Posted on July 30, 2016

For medics on the battlefield and doctors in remote or developing parts of the world, getting rapid access to the drugs needed to treat patients can be challenging.
Biopharmaceutical drugs, which are used in a wide range of therapies including vaccines and treatments for diabetes and cancer, are typically produced in large, centralized fermentation plants. This means they must be transported to the treatment site, which can be expensive, time-consuming, and challenging to execute in areas with poor supply chains.
Now, researchers at MIT have developed a portable production system, designed to manufacture a range of biopharmaceuticals on demand.

In a paper published in the journal Nature Communications, the researchers demonstrate that the system can be used to produce a single dose of treatment from a compact device containing a small droplet of cells in a liquid.
In this way, the system could ultimately be carried onto the battlefield and used to produce treatments at the point of care. It could also be used to manufacture a vaccine to prevent a disease outbreak in a remote village.
Imagine you were on Mars or in a remote desert, without access to a full formulary, you could program the yeast to produce drugs on demand locally, the researcher says.
The system is based on a programmable strain of yeast, Pichia pastoris, which can be induced to express one of two therapeutic proteins when exposed to a particular chemical trigger. The researchers chose P. pastoris because it can grow to very high densities on simple and inexpensive carbon sources, and is able to express large amounts of protein.
When the researchers exposed the modified yeast to estrogen β-estradiol, the cells expressed recombinant human growth hormone (rHGH). In contrast, when they exposed the cells to methanol, the yeast expressed the protein interferon.
The cells are held within a millimeter-scale table-top microbioreactor, containing a microfluidic chip.
A liquid containing the desired chemical trigger is first fed into the reactor, to mix with the cells.

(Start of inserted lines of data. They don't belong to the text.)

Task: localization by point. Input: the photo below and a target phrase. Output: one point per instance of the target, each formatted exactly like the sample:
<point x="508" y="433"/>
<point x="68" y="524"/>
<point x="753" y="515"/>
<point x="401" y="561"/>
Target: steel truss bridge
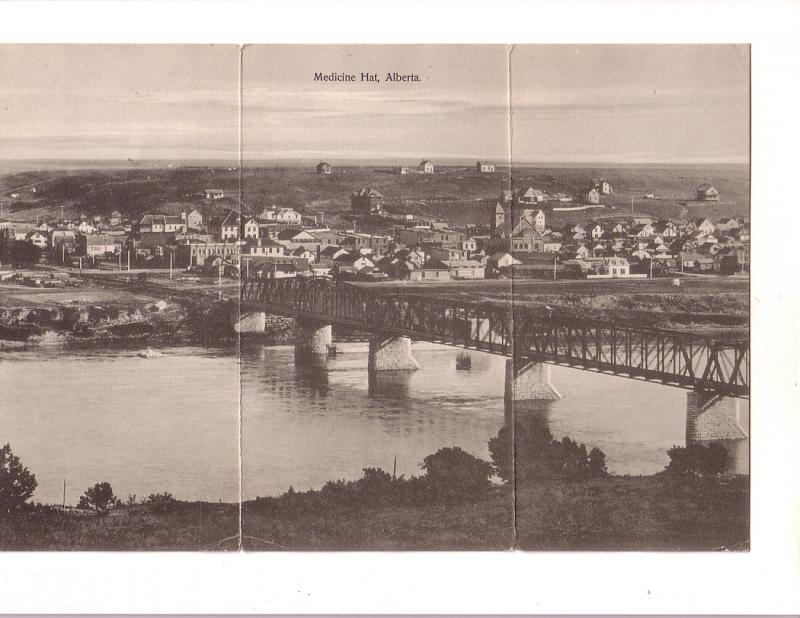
<point x="526" y="334"/>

Inside the reactor, the cell-and-chemical mixture is surrounded on three sides by polycarbonate; on the fourth side is a flexible and gas-permeable silicone rubber membrane.

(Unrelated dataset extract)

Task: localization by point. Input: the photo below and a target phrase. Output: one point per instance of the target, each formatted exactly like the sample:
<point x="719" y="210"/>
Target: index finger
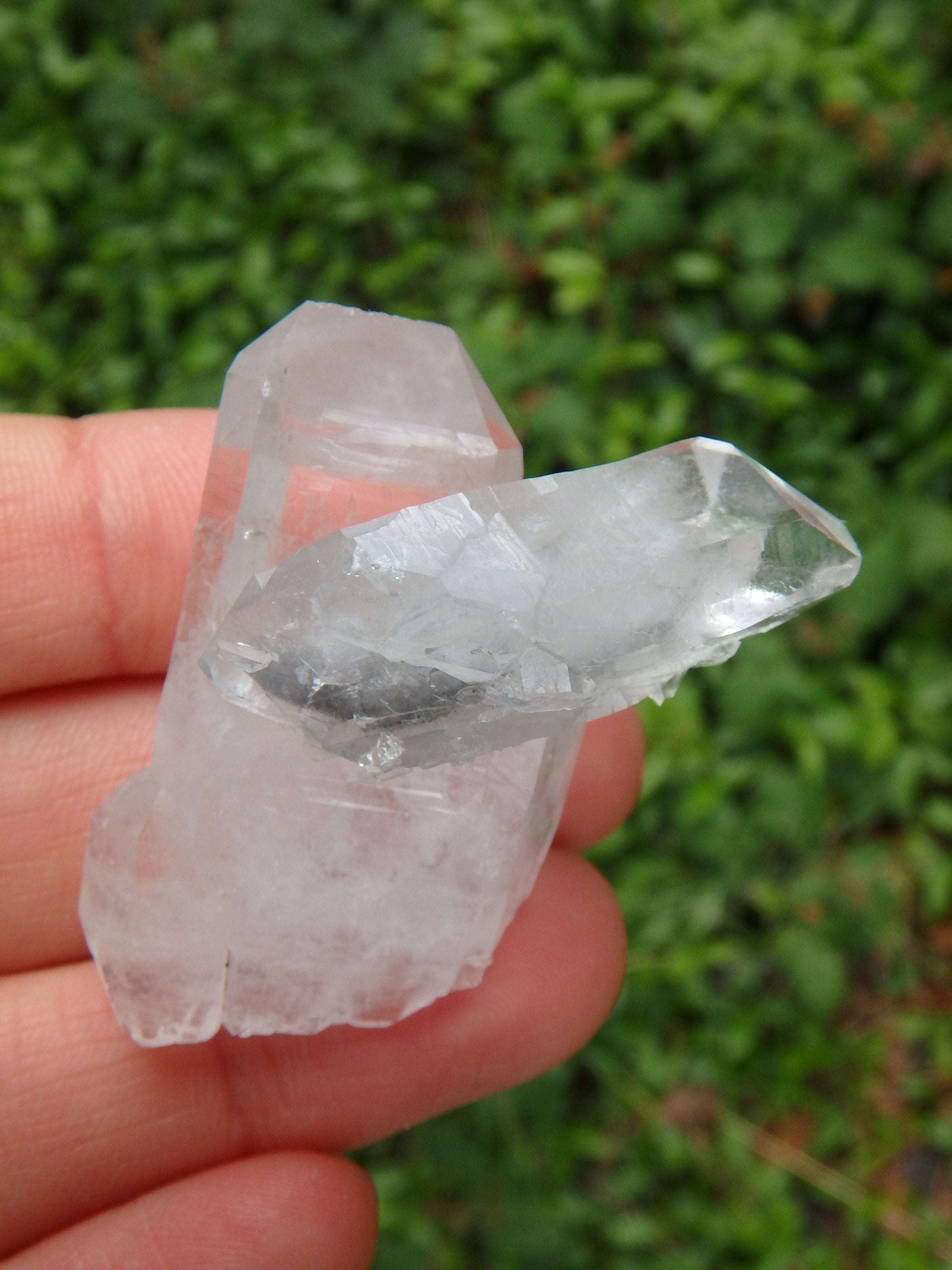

By pressurizing the gas above this membrane, the researchers are able to gently massage the liquid droplet to ensure its contents are fully mixed together.

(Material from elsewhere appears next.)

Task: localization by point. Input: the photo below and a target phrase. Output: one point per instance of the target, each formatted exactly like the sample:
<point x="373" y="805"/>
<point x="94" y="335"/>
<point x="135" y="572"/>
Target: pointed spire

Because the membrane is gas permeable, it allows oxygen to flow through to the cells, while any carbon dioxide they produce can be easily extracted.
The device continuously monitors conditions within the microfluidic chip, including oxygen levels, temperature, and pH, to ensure the optimum environment for cell growth. It also monitors cell density.
If the yeast is required to produce a different protein, the liquid is simply flushed through a filter, leaving the cells behind. Fresh liquid containing a new chemical trigger can then be added, to stimulate production of the next protein.
Although other research teams have previously attempted to build microbioreactors, these have not have not had the ability to retain the protein-producing cells while flushing out the liquid they are mixed with.